A report of employees might feature their job titles and department names.  In Peoplesoft Human Resources, the PS_JOB table has their JOBCODE and DEPTID.  One approach is to select a row from PS_JOBCODE_TBL and a row from PS_DEPT_TBL, and print the DESCR field from each table.  If there are five thousand employees, we have to read each table five thousand time and almost definitely read the same rows over and over.  Two load-lookup commands and ten thousand lookup commands execute much faster.

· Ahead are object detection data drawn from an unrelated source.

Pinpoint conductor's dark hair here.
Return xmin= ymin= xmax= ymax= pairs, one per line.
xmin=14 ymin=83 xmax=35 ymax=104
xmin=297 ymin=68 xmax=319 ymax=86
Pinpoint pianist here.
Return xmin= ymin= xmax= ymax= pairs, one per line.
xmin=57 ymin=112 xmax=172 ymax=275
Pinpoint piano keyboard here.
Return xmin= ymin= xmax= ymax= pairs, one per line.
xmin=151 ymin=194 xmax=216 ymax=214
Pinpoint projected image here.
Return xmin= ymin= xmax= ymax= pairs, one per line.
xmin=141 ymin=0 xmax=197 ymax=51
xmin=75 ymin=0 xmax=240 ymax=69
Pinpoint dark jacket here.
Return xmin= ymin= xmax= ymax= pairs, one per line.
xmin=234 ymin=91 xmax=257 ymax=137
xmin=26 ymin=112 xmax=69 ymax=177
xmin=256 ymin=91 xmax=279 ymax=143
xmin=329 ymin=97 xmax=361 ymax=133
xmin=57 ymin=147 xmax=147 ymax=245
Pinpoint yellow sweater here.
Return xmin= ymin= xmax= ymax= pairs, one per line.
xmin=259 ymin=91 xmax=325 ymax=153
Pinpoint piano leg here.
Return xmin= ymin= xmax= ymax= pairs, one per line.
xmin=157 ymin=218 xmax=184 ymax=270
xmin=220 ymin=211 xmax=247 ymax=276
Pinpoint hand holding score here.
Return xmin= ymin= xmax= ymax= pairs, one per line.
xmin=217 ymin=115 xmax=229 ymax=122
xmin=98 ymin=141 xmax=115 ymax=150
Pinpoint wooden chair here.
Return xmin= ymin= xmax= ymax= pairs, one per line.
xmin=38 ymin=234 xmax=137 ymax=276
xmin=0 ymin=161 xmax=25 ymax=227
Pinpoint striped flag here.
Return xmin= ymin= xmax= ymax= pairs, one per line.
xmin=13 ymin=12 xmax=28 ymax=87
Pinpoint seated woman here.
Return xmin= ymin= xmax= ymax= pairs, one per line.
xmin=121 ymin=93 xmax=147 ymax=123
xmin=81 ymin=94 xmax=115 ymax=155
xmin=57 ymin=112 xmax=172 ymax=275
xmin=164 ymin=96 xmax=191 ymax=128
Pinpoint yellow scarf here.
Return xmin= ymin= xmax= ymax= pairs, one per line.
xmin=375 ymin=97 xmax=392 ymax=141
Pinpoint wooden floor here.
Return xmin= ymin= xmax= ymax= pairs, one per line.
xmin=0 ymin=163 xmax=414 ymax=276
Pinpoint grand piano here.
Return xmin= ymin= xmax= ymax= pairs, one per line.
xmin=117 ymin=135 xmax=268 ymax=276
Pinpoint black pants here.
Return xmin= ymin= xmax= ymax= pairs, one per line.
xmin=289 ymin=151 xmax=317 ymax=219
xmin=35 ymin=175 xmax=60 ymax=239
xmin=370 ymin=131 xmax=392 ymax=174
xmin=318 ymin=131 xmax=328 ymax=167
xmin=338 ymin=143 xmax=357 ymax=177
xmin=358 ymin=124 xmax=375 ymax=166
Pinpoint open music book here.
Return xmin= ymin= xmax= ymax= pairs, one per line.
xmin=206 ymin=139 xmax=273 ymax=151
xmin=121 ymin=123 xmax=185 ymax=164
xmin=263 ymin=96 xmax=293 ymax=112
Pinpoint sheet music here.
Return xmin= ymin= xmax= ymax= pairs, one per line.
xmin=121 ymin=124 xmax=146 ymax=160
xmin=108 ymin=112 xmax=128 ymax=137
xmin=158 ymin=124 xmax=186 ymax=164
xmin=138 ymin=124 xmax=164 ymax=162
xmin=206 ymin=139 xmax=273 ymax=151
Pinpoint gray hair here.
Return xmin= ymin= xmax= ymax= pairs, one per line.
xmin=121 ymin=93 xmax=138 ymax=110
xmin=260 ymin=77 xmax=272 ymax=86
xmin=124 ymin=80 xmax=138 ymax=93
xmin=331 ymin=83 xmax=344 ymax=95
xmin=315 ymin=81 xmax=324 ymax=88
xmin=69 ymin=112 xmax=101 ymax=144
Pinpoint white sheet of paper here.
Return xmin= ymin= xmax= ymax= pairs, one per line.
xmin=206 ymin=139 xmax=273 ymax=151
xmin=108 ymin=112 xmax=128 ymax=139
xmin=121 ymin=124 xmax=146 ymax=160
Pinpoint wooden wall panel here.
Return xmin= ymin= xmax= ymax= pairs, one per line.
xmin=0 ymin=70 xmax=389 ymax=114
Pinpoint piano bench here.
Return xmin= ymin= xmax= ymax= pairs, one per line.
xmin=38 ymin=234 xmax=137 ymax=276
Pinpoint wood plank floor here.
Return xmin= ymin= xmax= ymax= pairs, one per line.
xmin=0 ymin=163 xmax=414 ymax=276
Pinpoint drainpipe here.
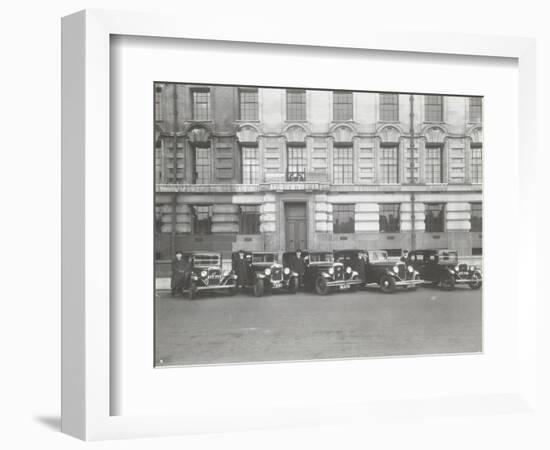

2. Simplify And Expedite Multi-Table Queries

Rather than calling a procedure to select from PS_JOBCODE_TBL and PS_DEPT_TBL, we could join them to PS_JOB when the latter is selected.  That way, the database uses SETID_JOBCODE and JOBCODE from PS_JOB to join with PS_JOBCODE_TBL and retrieve the appropriate DESCR value.  That is faster than five thousand selects of PS_JOBCODE_TBL but slower than not using PS_JOBCODE_TBL at all.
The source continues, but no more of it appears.